Dans la nuit du 31 mars 2018, le monde catholique voire chrétien, célébrait la résurrection de Jésus de Nazareth. Événement historique certes, mais dont la teneur reste indélébile dans la vie de foi des chrétiens. Car, cet événement est l’élément fondateur du mystère de la rédemption accompli par Jésus à travers sa passion et sa mort. La résurrection de Jésus est donc pour les chrétiens le point saillant de leur foi. Car elle est le signe de leur justification. En d’autres termes, c’est par la résurrection que Jésus de Nazareth est reconnu, aux yeux des apôtres, et aujourd’hui, par l’Église, du genre humain, comme Christ et Seigneur. Cette fête de la résurrection, encore appelée, la pâque chrétienne, est le signe de l’espérance de la foi chrétienne. Une espérance basée sur la résurrection au dernier jour. Ne dit-on pas dans le crédo, « J’attends la résurrection des morts, et la vie du monde avenir ».
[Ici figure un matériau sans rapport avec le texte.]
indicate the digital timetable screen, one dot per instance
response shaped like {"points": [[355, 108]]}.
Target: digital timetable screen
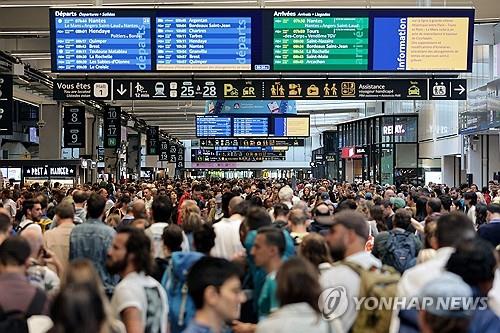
{"points": [[320, 43], [204, 43], [101, 41], [262, 40]]}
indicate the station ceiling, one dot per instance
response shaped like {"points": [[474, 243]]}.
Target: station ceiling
{"points": [[24, 33]]}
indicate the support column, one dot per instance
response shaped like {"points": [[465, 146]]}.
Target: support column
{"points": [[51, 132]]}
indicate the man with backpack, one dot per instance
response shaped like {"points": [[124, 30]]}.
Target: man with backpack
{"points": [[357, 273], [19, 300], [398, 247]]}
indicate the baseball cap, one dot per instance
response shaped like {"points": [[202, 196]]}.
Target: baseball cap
{"points": [[322, 214], [354, 221], [218, 198], [398, 202], [451, 290]]}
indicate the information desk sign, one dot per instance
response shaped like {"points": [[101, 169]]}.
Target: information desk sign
{"points": [[112, 126], [152, 140], [74, 127], [6, 105]]}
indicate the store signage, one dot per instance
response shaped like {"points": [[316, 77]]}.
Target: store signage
{"points": [[360, 151], [44, 172], [81, 89], [74, 127], [448, 89], [112, 126], [6, 105], [164, 154], [152, 140]]}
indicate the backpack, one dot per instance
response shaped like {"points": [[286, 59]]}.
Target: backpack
{"points": [[375, 283], [16, 321], [400, 251], [181, 306]]}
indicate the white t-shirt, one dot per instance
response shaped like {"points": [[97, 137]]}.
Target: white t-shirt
{"points": [[227, 237], [140, 291], [154, 232]]}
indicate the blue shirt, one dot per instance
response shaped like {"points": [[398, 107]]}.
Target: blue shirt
{"points": [[91, 240]]}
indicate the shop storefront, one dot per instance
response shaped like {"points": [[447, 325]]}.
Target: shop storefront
{"points": [[381, 148]]}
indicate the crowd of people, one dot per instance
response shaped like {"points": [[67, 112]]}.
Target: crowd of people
{"points": [[247, 255]]}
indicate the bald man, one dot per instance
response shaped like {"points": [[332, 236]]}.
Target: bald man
{"points": [[38, 273], [227, 239]]}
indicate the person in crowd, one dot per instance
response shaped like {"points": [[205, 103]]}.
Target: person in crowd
{"points": [[80, 199], [433, 206], [280, 215], [299, 309], [322, 218], [32, 213], [314, 248], [470, 199], [474, 261], [399, 247], [82, 305], [421, 208], [148, 199], [161, 211], [138, 300], [172, 239], [204, 239], [5, 226], [388, 206], [346, 240], [38, 273], [18, 294], [491, 230], [92, 240], [297, 219], [451, 229], [227, 240], [8, 203], [481, 214], [438, 319], [57, 239], [215, 288]]}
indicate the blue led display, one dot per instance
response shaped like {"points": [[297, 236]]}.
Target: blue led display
{"points": [[251, 126], [213, 126], [204, 43], [102, 43]]}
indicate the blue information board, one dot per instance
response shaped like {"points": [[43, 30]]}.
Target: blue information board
{"points": [[203, 43], [251, 126], [213, 126], [102, 43]]}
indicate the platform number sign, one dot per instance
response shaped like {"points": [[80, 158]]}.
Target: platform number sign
{"points": [[180, 158], [112, 127], [164, 147], [74, 127], [172, 153], [152, 140]]}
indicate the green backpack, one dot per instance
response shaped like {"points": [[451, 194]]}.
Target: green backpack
{"points": [[375, 283]]}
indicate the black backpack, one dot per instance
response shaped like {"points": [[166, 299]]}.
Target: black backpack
{"points": [[16, 321], [400, 251]]}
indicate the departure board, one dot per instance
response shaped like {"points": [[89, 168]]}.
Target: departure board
{"points": [[101, 41], [213, 126], [204, 43], [320, 43], [251, 126]]}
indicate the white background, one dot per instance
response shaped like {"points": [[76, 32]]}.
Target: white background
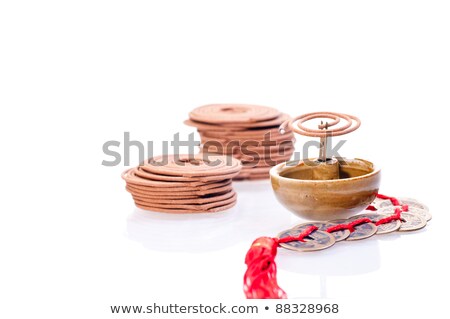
{"points": [[75, 74]]}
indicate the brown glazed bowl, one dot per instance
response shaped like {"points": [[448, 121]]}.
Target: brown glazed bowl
{"points": [[352, 192]]}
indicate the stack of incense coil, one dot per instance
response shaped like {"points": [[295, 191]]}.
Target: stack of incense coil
{"points": [[246, 132], [198, 183]]}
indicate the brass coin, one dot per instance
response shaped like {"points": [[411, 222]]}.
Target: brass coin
{"points": [[338, 235], [383, 228], [414, 207], [362, 231], [410, 221], [317, 240]]}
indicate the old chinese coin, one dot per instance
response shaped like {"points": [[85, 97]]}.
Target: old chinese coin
{"points": [[414, 207], [410, 221], [382, 228], [338, 235], [317, 240], [361, 231]]}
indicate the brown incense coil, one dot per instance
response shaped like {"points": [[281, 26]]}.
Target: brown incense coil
{"points": [[187, 201], [198, 190], [238, 126], [189, 207], [199, 165], [246, 132], [199, 183]]}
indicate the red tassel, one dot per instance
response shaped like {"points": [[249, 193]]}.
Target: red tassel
{"points": [[260, 280]]}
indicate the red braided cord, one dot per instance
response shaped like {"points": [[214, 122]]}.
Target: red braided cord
{"points": [[300, 236], [260, 279]]}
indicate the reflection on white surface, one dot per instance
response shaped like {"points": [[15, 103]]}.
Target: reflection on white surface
{"points": [[256, 213]]}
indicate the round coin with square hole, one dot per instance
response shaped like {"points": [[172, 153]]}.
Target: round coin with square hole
{"points": [[361, 231], [382, 228], [338, 235], [317, 240]]}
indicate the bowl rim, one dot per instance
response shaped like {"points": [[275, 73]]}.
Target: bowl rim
{"points": [[274, 172]]}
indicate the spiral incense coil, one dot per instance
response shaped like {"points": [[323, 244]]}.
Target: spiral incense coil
{"points": [[199, 183], [233, 113], [325, 129], [243, 131]]}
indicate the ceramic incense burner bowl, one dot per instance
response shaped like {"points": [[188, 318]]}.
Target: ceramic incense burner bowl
{"points": [[325, 190]]}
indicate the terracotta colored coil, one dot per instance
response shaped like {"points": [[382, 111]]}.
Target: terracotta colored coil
{"points": [[189, 207], [274, 133], [233, 113], [199, 200], [200, 189], [232, 127], [177, 194], [141, 172], [296, 124], [258, 149], [223, 137]]}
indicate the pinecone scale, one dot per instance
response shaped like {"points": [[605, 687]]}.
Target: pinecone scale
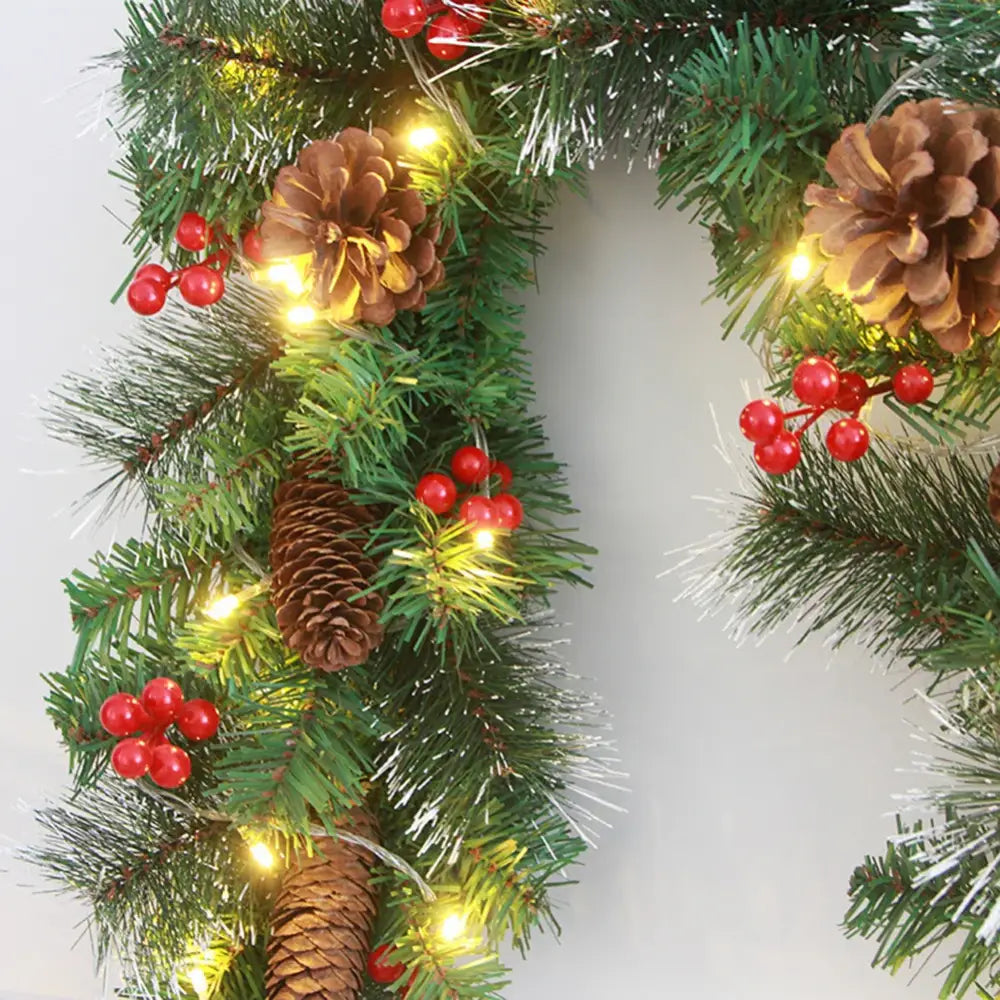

C’est pour dire, l’événement pascal est pour tout baptisé, signe d’espérance en la vie éternelle où Dieu sera tout en tous. C’est ainsi qu’elle est un moment particulier et qui se vit avec beaucoup d’enthousiasme dans l’Eglise. D’ailleurs c’est donc cet engouement qui justifiait la présence archi nombreuse du peuple de Dieu qui est à Brazzaville dans la Cathédrale Sacré-Cœur, autour de son pasteur, Monseigneur Anatole MILANDOU, Archevêque de Brazzaville. Dans son homélie, son Excellence Monseigneur Anatole MILANDOU, en faisant un briefing sur le fait « pâques », a laissé entendre que la résurrection de Jésus était un « événement trop fort ». Trop fort pour les apôtres ; les Juifs voire pour nous aujourd’hui.

Pourtant au-delà de son caractère monumentalement extraordinaire et mystérieux, cet événement est une invite, poursuivait l’évêque, à effectuer un, et peut-être, des passages dans nos vies. « Passage de la servitude, de l’esclavage, de la désespérance ; à la liberté et à l’espérance(…) Passage d’un état de souffrance, de pleurs, (…) à celui de la joie de vivre. (…) Passage de la peur à la paix ; du laisser-aller ou du découragement à l’acceptation de la lutte et du combat contre toutes ces passions que nous trainons et qui nous collent à la peau : le mensonge ; l’hypocrisie ; les accusations ». Des passages humbles et discrets, insistait l’évêque, qui nous préparent à ce grand passage de notre vie : « celui de notre mort pour ressusciter à la plénitude de la vie avec Dieu ».